# Did Christ bleed for sin—and do you laugh at it!



## Blueridge Believer

A sea of sin—and not a drop of sorrow!

(Thomas Watson, "A Divine Cordial" 1663)

One sign of genuine love to God—is grief for sin. 
Where there is love to God—there is a grieving for 
our sins of unkindness against Him. A child who 
loves his father, cannot but weep for offending him. 
The heart which burns in love—melts in tears. "Oh! 
that I should abuse the love of so dear a Savior! 
Shall I give Him more gall and vinegar to drink! 
How disloyal and hypocritical have I been! How 
have I grieved His Spirit, trampled upon His 
royal commands, and slighted His blood!" 

This opens a vein of godly sorrow, and makes the 
heart bleed afresh. "He went out, and wept bitterly!" 
That Peter should deny Christ after he had received 
such amazing love from Him—this broke his heart 
with grief! "He went out, and wept bitterly!"

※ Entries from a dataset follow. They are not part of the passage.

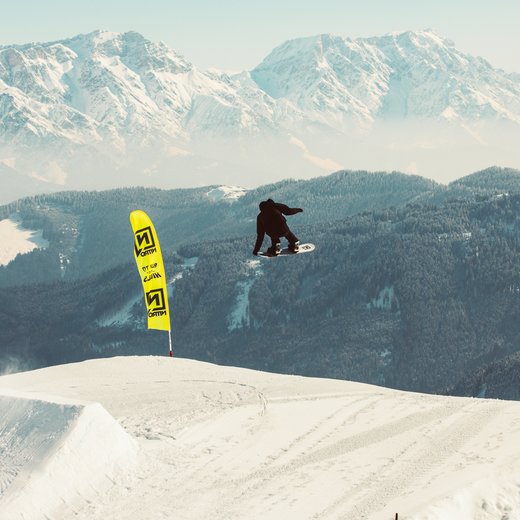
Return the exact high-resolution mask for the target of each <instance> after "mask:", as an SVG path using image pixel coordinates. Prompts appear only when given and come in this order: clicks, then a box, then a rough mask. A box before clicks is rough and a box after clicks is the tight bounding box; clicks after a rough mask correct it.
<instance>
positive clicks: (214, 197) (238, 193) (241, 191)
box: [208, 186, 247, 202]
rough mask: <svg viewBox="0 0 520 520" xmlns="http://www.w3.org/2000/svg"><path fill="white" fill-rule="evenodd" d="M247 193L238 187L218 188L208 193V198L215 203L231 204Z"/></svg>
mask: <svg viewBox="0 0 520 520" xmlns="http://www.w3.org/2000/svg"><path fill="white" fill-rule="evenodd" d="M246 193H247V190H246V189H245V188H240V187H239V186H218V187H217V188H214V189H212V190H210V191H208V197H209V198H210V199H211V200H213V201H215V202H217V201H220V200H226V201H229V202H233V201H235V200H237V199H239V198H240V197H242V196H243V195H245V194H246Z"/></svg>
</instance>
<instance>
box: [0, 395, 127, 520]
mask: <svg viewBox="0 0 520 520" xmlns="http://www.w3.org/2000/svg"><path fill="white" fill-rule="evenodd" d="M136 456H137V444H136V443H135V441H134V440H133V439H132V438H131V437H130V436H129V435H128V434H127V433H126V432H125V431H124V429H123V428H122V427H121V426H120V425H119V424H118V423H117V422H116V420H115V419H114V418H113V417H112V416H111V415H110V414H109V413H108V412H107V411H106V410H105V409H104V408H103V407H102V406H101V405H100V404H98V403H81V402H71V401H70V400H64V399H60V398H54V397H48V398H47V397H45V398H42V397H41V396H38V398H37V399H35V398H32V397H30V396H29V395H24V394H20V393H9V392H6V391H1V392H0V511H1V515H0V516H1V517H2V518H9V519H10V520H17V519H22V518H23V519H24V520H33V519H34V520H36V519H41V518H49V519H59V518H67V517H68V516H69V515H70V514H71V513H72V512H73V511H75V510H76V509H78V508H79V507H81V506H83V505H85V503H86V502H91V501H95V500H96V496H98V495H99V494H104V493H105V492H106V490H107V488H108V487H110V486H111V485H112V484H113V482H114V480H117V479H118V477H119V476H122V475H124V474H126V473H127V472H128V470H129V469H130V466H131V465H133V464H134V462H135V460H136Z"/></svg>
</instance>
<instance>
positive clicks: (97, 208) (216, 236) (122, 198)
mask: <svg viewBox="0 0 520 520" xmlns="http://www.w3.org/2000/svg"><path fill="white" fill-rule="evenodd" d="M215 188H216V187H215V186H209V187H205V188H197V189H179V190H154V189H143V188H130V189H120V190H111V191H105V192H99V193H98V192H63V193H58V194H53V195H46V196H38V197H32V198H27V199H23V200H20V201H18V202H16V203H13V204H10V205H8V206H4V207H1V208H0V219H1V218H7V217H9V216H12V215H16V216H17V217H18V218H19V219H21V220H22V222H23V224H24V226H25V227H27V228H29V229H42V230H43V236H44V238H45V239H47V240H48V241H49V247H48V248H47V249H46V250H40V251H35V252H33V253H31V254H28V255H23V256H20V257H18V258H17V259H16V260H15V261H13V262H11V263H10V264H9V265H8V266H5V267H0V287H8V286H13V285H17V284H19V283H20V281H23V283H39V282H45V281H50V280H61V279H64V280H73V279H78V278H83V277H86V276H90V275H92V274H96V273H102V272H104V271H105V270H107V269H111V268H112V267H114V266H117V265H119V264H121V263H124V262H128V261H129V260H131V258H132V234H131V230H130V225H129V221H128V215H129V214H130V212H131V211H133V210H134V209H142V210H144V211H146V212H147V213H148V214H149V215H150V217H151V218H152V220H153V222H154V225H155V227H156V229H157V232H158V234H159V237H160V240H161V245H162V248H163V250H164V251H170V250H173V249H175V248H178V247H180V246H181V245H183V244H186V243H193V242H197V241H202V240H213V239H220V240H225V239H230V238H233V237H239V236H246V235H249V236H251V241H253V240H254V234H255V232H256V226H255V219H256V215H257V213H258V203H259V202H260V201H261V200H263V199H266V198H268V197H271V198H274V199H275V200H277V201H281V202H285V203H287V204H288V205H291V206H298V207H302V208H304V209H305V211H304V213H303V214H300V215H298V216H297V217H295V218H294V219H292V222H291V224H292V225H294V226H299V225H304V224H311V223H320V222H321V223H326V222H330V221H334V220H337V219H341V218H345V217H347V216H350V215H354V214H356V213H359V212H360V211H368V210H377V209H381V208H385V207H389V206H392V205H394V206H400V205H402V204H406V203H408V202H411V201H413V200H416V199H417V198H418V197H421V196H430V195H431V194H432V193H436V192H437V191H442V188H441V187H440V186H439V185H437V184H435V183H434V182H432V181H429V180H426V179H424V178H422V177H418V176H410V175H404V174H398V173H393V174H386V173H368V172H338V173H335V174H332V175H330V176H327V177H319V178H316V179H313V180H309V181H291V180H289V181H283V182H279V183H276V184H272V185H267V186H262V187H260V188H257V189H255V190H251V191H248V192H246V193H245V194H244V195H243V196H242V197H240V198H239V199H238V200H232V199H231V200H229V199H215V198H213V197H212V196H211V193H212V190H215ZM208 194H209V195H208ZM251 247H252V246H251Z"/></svg>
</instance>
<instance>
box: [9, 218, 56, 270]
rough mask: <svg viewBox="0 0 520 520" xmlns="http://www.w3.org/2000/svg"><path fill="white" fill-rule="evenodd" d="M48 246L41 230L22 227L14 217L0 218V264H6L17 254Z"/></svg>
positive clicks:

By this, let us test our love to God. Do we shed the tears 
of godly sorrow? Do we grieve for our unkindness against 
God, our abuse of His mercy, our non-improvement the 
talents which He has given us? 

How far are they from loving God—who sin daily, and their 
hearts never smite them! They have a sea of sin—and 
not a drop of sorrow! They are so far from being troubled, 
that they make merry with their sins. "When you engage in 
your wickedness, then you rejoice!" (Jer. 11:15). Oh wretch! 
Did Christ bleed for sin—and do you laugh at it!


----------